The compression process is based on the WebGraph framework and ecosystem libraries.

References used:

  • Paolo Boldi, Sebastiano Vigna, The webgraph framework I: compression techniques, Proceedings of the 13th international conference on World Wide Web. ACM, 2004. pdf
  • Paolo Boldi, Marco Rosa, Massimo Santini, Sebastiano Vigna, Layered label propagation: A multiresolution coordinate-free ordering for compressing social networks. arxiv
  • Alberto Apostolico, Guido Drovandi, Graph compression by BFS, Algorithms 2009, 2(3), 1031-1044. mdpi
Compression steps

Compression steps

1. MPH

A node in the Software Heritage graph is identified using its string persistent identifier. However, WebGraph internally uses integers to refer to node ids.

Mapping between the strings and longs ids is needed before compressing the graph. From the Sux4J utility tool, we use the GOVMinimalPerfectHashFunction class, mapping with no collisions N keys to N consecutive integers.

The step produces a .mph file (MPH stands for Minimal Perfect Hash-function) storing the hash function taking as input a string and returning a unique integer.

2. BV compress

This is the first actual compression step, building a compressed version of the input graph using WebGraph techniques presented in the framework paper. We use the ScatteredArcsASCIIGraph class, from WebGraph.

The resulting BV graph is stored as a set of files:

  • .graph: the compressed graph in the BV format
  • .offsets: offsets values to read the bit stream graph file
  • .obl: offsets cache to load the graph faster
  • .properties: entries used to correctly decode graph and offset files

3. BFS

In the LLP paper, authors propose an empirical analysis linking node ordering and high compression ratio: it is important to use an ordering of nodes ids such that vertices from the same host are close to one another.

Building on this insight, the previous compression results in the BV compress step are improved by re-ordering nodes ids using a BFS traversal order.
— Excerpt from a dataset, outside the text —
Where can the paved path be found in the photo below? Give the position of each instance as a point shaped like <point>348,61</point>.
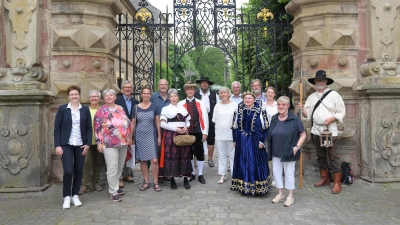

We use the BFS class from the LAW library.

The resulting ordering is stored in the .order file, listing nodes ids in order of traversal.

4. Permute

Once the order is computed (BFS or another ordering technique), the final compressed graph is created based on the initial BV compress result, and using the new node order mapping. The permutation uses the Transform class from WebGraph framework.

The final compressed graph is only stored in the resulting .graph, .offsets, .obl, and .properties files.

Extra steps

5. Stats

Compute various statistics on the final compressed graph:

  • .stats: entries such as number of nodes, edges, avg/min/max degree, average locality, etc.
  • .indegree: graph indegree distribution
  • .outdegree: graph outdegree distribution

This step uses the Stats class from WebGraph.

6. Transpose

Create a transposed graph to allow backward traversal, using the Transform class from WebGraph.